この物語の主人公、カン・ナルは超めんどくさい人です。

水泳に関しては自信があり誰にも負けないと自負していましたが、ライバルのキム・チョヒが台頭して勝てなくなると、悔しさからか練習後に彼女の水着を盗んでしまいます。

そしてその水着を盗んだ事を後悔したものの誰にも言えずに、その罪悪感から体調不良とストレスで練習を休みがちになります。

心配したお母さんがどうしたのと尋ねると、もう私は泳げないかもと言い出します。

その時にお母さんは、辛かったら水泳辞めてもいいよと言うんですけど、やっぱり私水泳やめたくないと言い出します。

どっちやねん、というかどうしたいねんナル!

というか作中のナルは超絶めんどくさい、どんだけ周りを振り回すねんみたいな場面が多々あるんです。

なんですけど

正直ものすごくめんどくさい人なんですけど

上手くいかない現状に対して抗いながら、人に迷惑かけながらも必死にもがいてるナル姿に、一方でものすごく人間らしさを感じて共感してしまいます。

途中で彼氏を作るのも、必死で練習しないとダメな時期に何やってるんだって感じなんですけど。

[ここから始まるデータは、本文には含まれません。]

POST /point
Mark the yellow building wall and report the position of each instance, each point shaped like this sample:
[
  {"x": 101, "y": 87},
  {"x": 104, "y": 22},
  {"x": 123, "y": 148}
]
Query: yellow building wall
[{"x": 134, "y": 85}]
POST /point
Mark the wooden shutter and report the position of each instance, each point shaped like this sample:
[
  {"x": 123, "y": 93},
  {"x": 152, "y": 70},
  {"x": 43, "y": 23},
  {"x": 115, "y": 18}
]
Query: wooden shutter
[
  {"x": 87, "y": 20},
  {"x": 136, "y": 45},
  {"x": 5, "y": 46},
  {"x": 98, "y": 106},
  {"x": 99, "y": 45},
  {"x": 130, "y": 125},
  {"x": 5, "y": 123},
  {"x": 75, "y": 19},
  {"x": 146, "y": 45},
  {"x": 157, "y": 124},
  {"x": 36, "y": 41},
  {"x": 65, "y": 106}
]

どれだけ練習してもライバルに勝てないという時に、ふと自分の理解者が現れて、その人に惹かれて、理屈抜きで好きになってしまい付き合ってしまうところに、人ってそういう弱いところがあるよなと妙に納得してしまいます。

人生は、うまくいかないことの連続です。

タイムを0.1秒縮めるために毎日必死に努力して、それでもライバルは自分よりも良い記録を出して、負けて自分の限界を知ります。

それでもその限界を自分で認めることは恐怖であり、結局自分の今まで努力は無駄でしたと自分で認めることに人は抵抗します。

やはりそんな現実、受け入れられないんです。

だから必死でもがくし、時には別の誘惑に負けたりします。

だけど、その限界を知った時に、じゃあどうするのかを考えること、それが成長するということ、大人になるということなんじゃないかなと思います。

ナルにはボドゥルという姉がいます。

ボドゥルもナルと同じ水泳選手でしたが、中学に上がり水泳選手としての限界を感じて飛び込みの選手になります。

ナルは水泳を捨てた姉に反発しますが、ボドゥルは飛び込みに対しての楽しさを感じ前向きに取り込んでいます。

これどっちが正解なんでしょうか?

もしかしたら水泳を続けていたらさらなる成長があったかも知れません。

ですが、少なくともボドゥルは水泳を辞めたことに後悔していませんし、むしろ今の方が幸せそうです。

自分の限界を知った上で、それでも今のまま続けるのか、それとも別の道を進むのか、正解は誰にも分かりません。

ですが生きていれば必ず限界を感じるときは来るし、その時に人は何かを捨てるのか、それでも続けるのか、その選択の連続が成長するということなんだろうなと、この本を読んで感じました。